“Senza Ilaria non c’è più vita in casa”. Sono parole cariche di dolore quelle pronunciate da Flamur, il padre di Ilaria Sula, ascoltato come testimone nell’aula bunker di Rebibbia nel processo per l’omicidio della figlia, avvenuto lo scorso marzo in un appartamento di via Homs, nel quartiere Africano.
Omicidio Ilaria Sula, il dolore dei genitori in aula: “Senza di lei non c’è più vita. Samson aveva giurato…”
Davanti ai giudici era presente anche l’imputato, Mark Antony Samson, ex fidanzato della giovane e reo confesso. Ilaria, studentessa fuori sede, era scomparsa alla fine di marzo: il suo corpo è stato ritrovato alcuni giorni dopo in una zona isolata di Capranica Prenestina.
“Eravamo una famiglia molto unita, Ilaria ci raccontava tutto – ha ricordato il padre – Era nata il mio stesso giorno, il regalo più bello che potessi ricevere. Ora la casa è vuota”.
Nel corso dell’udienza, i genitori hanno ripercorso i momenti drammatici della scomparsa. Quel sabato mattina la famiglia si era recata alla stazione di Terni per accogliere Ilaria, che avrebbe dovuto raggiungerli, ma da quel treno la ragazza non è mai scesa. Il telefono risultava spento, un comportamento che aveva subito fatto scattare l’allarme.
“Le coinquiline ci dissero di stare tranquilli, che Ilaria era a Napoli con un altro ragazzo – ha spiegato Flamur Sula – ma non ci ho creduto. Non era da lei sparire così. Abbiamo denunciato subito la scomparsa”.
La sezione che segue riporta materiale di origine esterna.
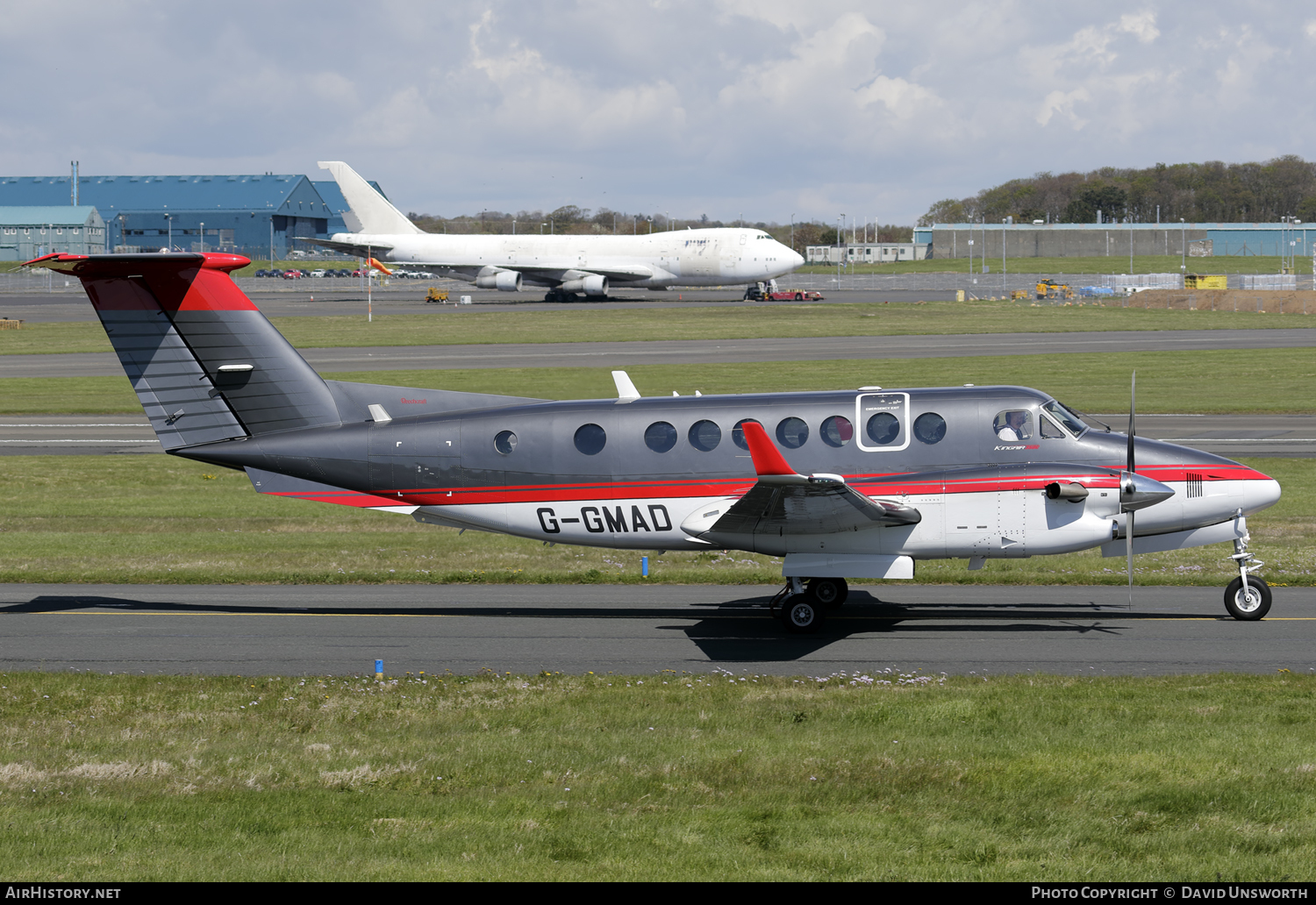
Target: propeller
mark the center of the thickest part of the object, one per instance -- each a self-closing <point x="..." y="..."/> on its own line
<point x="1131" y="467"/>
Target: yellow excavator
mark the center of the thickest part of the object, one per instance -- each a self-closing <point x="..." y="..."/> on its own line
<point x="1053" y="289"/>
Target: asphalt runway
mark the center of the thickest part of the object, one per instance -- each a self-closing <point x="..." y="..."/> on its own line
<point x="697" y="352"/>
<point x="639" y="631"/>
<point x="320" y="300"/>
<point x="1277" y="436"/>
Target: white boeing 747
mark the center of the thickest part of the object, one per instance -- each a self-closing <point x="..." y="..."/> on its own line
<point x="566" y="265"/>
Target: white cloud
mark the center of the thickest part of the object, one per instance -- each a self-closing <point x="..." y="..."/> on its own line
<point x="1062" y="103"/>
<point x="763" y="107"/>
<point x="1141" y="25"/>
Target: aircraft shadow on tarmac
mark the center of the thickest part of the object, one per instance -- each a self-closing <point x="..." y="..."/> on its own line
<point x="740" y="629"/>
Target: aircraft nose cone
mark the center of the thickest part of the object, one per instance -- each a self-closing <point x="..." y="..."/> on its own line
<point x="1139" y="491"/>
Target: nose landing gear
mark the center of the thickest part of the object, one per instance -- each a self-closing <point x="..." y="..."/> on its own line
<point x="1248" y="596"/>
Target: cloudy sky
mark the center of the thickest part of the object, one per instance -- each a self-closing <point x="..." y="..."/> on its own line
<point x="763" y="108"/>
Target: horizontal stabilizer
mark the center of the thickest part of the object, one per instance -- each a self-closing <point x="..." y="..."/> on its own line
<point x="297" y="488"/>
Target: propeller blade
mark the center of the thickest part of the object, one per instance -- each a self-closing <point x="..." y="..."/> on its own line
<point x="1134" y="386"/>
<point x="1128" y="546"/>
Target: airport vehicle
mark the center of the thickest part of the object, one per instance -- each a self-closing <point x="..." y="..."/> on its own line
<point x="858" y="483"/>
<point x="565" y="265"/>
<point x="761" y="292"/>
<point x="1053" y="289"/>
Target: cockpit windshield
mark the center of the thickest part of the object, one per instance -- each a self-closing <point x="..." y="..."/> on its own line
<point x="1071" y="421"/>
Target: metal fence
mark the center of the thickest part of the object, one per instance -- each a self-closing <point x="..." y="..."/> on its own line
<point x="1268" y="281"/>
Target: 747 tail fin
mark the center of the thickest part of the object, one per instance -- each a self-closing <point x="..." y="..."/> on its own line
<point x="370" y="210"/>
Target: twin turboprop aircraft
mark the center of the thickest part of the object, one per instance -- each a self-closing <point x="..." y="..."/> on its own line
<point x="841" y="484"/>
<point x="566" y="265"/>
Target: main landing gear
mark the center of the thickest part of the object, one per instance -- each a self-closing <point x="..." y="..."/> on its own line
<point x="803" y="608"/>
<point x="1248" y="596"/>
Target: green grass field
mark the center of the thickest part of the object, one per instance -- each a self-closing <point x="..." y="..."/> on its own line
<point x="1108" y="265"/>
<point x="887" y="775"/>
<point x="461" y="326"/>
<point x="161" y="520"/>
<point x="1190" y="381"/>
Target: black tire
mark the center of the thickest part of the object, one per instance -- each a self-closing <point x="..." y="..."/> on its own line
<point x="803" y="616"/>
<point x="1252" y="608"/>
<point x="829" y="594"/>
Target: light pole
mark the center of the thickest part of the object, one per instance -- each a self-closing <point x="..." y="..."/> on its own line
<point x="840" y="226"/>
<point x="1003" y="254"/>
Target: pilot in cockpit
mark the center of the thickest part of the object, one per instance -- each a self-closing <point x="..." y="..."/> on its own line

I giorni successivi, fino al ritrovamento del corpo, sono stati “i peggiori della nostra vita”. In questura, il padre ha raccontato di aver incontrato anche Samson: “Mi giurò che non sapeva nulla e disse ‘io non la toccherei mai’”.
“Mia moglie è svenuta e io non volevo più vivere”
Quando la polizia ha contattato la famiglia per convocarla, il timore si è trasformato in tragedia. “In questura, quando ci hanno detto che Ilaria era morta, mia moglie è svenuta. Io non volevo più vivere”.
Nel processo, la Procura di Roma contesta a Samson l’omicidio volontario aggravato dalla premeditazione, dai futili motivi, dalla relazione affettiva con la vittima e dall’occultamento del corpo. Alla luce degli elementi raccolti, i pm, coordinati dal procuratore aggiunto Giuseppe Cascini, hanno richiesto e ottenuto il giudizio immediato.
Nel processo è stata accolta la costituzione di parte civile de l’Università La Sapienza, dove Ilaria studiava.
Nel frattempo la madre dell’omicida ha patteggiato una condanna a due anni per aver ripulito il sangue.